We got to Shibuya station a bit early to avoid any chance of missing the last train. Our route home was the always crowded Keio line to Shimokitazawa, and then Odakyu line to Noborito. When we got to the platform we saw the second last train loading up. It was literally wall to wall people. This gave us a chance to see Japan’s famous train pushers for the first time. They are railway staff that push all of the arms and legs into a crowded train car so the doors can close. If you want a true Japan cultural experience, you have to see the train pushers in action.

We went to the front of the line and waited for the last train of the evening to arrive. We were in the last train car standing against the back wall of the car in a row. I regretted my purchase of the beer cooling cube as I had to awkwardly straddle it while the train car filled up. By the time the train was ready to leave, the train car was packed like sardines and we were pressed up against the back wall. Due to my awkward straddling position, a nearby drunk man tried to use me as a seat.

The view inside the last train out of Shibuya

The view inside the last train out of Shibuya

As we got moving, a drunk woman crawled between Flounder’s legs and started looking like she was going to be sick. Flounder described the situation to me as “It’s like a game of leapfrog, but nobody’s jumping!”. Everyone in the area who could understand language was laughing at the situation.

When we got closer to Shimokitazawa station, I instructed the guys that we had to get off the train quickly and run to Odakyu line. I let them know that we only had a few minutes to make our connection before the Odakyu line left. I made very clear to them that if they didn’t get off the train before the doors closed, that they would have no way of getting back to Hello House.

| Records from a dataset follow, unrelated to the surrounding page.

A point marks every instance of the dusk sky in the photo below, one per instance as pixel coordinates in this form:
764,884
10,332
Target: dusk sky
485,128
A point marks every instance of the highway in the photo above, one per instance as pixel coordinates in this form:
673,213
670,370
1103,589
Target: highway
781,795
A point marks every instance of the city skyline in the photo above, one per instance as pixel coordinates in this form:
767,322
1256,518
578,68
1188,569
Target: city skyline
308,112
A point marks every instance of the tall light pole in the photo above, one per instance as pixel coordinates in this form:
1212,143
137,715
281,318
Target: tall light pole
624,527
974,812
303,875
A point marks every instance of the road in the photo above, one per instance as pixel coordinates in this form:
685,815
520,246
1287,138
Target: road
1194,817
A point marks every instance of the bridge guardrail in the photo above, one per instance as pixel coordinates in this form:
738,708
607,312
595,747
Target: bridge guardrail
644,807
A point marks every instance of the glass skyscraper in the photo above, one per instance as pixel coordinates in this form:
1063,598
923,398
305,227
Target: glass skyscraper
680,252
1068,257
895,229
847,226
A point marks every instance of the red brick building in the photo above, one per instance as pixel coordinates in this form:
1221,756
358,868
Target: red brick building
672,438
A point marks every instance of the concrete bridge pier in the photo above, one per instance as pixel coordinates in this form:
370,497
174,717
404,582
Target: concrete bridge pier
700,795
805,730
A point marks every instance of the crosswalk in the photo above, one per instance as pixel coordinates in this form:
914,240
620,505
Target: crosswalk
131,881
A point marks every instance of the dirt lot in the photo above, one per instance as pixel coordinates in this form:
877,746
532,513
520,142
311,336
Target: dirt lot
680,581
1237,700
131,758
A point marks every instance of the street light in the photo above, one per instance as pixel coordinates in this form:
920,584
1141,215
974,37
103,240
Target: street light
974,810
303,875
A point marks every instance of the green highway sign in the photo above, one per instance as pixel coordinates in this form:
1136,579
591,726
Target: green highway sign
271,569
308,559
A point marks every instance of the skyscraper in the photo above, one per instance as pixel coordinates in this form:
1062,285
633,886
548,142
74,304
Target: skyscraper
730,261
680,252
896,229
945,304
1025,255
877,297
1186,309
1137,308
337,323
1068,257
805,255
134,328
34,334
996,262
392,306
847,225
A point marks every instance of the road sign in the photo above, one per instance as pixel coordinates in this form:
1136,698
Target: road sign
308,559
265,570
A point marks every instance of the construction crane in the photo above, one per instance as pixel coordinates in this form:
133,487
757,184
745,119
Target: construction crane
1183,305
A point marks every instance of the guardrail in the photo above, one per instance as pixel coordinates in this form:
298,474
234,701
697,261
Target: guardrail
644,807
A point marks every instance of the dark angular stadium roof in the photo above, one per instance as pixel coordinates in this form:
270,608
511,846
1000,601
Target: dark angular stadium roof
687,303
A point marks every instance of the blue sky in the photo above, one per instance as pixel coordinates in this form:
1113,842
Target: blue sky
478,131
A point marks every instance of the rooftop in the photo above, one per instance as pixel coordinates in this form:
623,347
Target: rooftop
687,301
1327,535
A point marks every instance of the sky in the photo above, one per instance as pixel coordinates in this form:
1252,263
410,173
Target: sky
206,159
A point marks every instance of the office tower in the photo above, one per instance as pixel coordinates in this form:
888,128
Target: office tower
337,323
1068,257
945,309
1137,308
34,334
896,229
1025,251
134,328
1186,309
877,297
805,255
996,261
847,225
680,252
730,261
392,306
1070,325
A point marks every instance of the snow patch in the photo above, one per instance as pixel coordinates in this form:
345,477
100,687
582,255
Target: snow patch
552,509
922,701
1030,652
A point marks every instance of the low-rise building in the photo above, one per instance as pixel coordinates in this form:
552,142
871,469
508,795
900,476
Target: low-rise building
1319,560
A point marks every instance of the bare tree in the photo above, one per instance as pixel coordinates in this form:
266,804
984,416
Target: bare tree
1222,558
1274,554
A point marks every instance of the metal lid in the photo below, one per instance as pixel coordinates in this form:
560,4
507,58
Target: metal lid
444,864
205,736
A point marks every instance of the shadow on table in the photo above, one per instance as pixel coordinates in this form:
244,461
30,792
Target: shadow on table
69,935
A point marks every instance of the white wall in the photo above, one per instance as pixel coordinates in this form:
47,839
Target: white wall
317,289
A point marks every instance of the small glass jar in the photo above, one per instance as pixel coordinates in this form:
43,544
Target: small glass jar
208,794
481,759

At Shimokitazawa the doors opened and a crowd of people started flowing out of the train. Japan is a usually very polite and orderly country, except on crowded trains. When the train is crowded, anything goes. Hippie, Code Red, Green and I all forced our way off the train, but Flounder was trapped behind a man who stood directly in the doorway with his arms crossed.

Flounder yelled out “I can’t get off the train!”. I replied “you HAVE to get off the train NOW”.

Flounder, hearing the urgency in my voice, decided that desperate times called for desperate measures. He tried to go left – not enough space. He tried to go right – too crowded. He then grabbed the door blocker by his elbows, picked him up, and carried him off the train.

The door blocking man was furious at being picked up like a toy and moved out of the way. He turned around angrily and found himself staring directly into the middle of Flounder’s chest. As he slowly looked up at the giant smiling gaijin, he decided that he wasn’t all that angry anymore and quickly got on the train without a word. The nearby people on the platform thought this was hilarious. Flounder simply shrugged and told me “you said I had to get off the train now”. We all continued laughing as we ran for the Odakyu line to catch the last train back to Hello House.

Description on the beer cooling machine:

Drinking a glass of beer helps yourself release fatigue and mental stress after you come back home. Just pull down the lever and get a chilled canned beer for your relaxing time. COOLING CUBE creates a healing time and space beyond reality for you. Since 2002.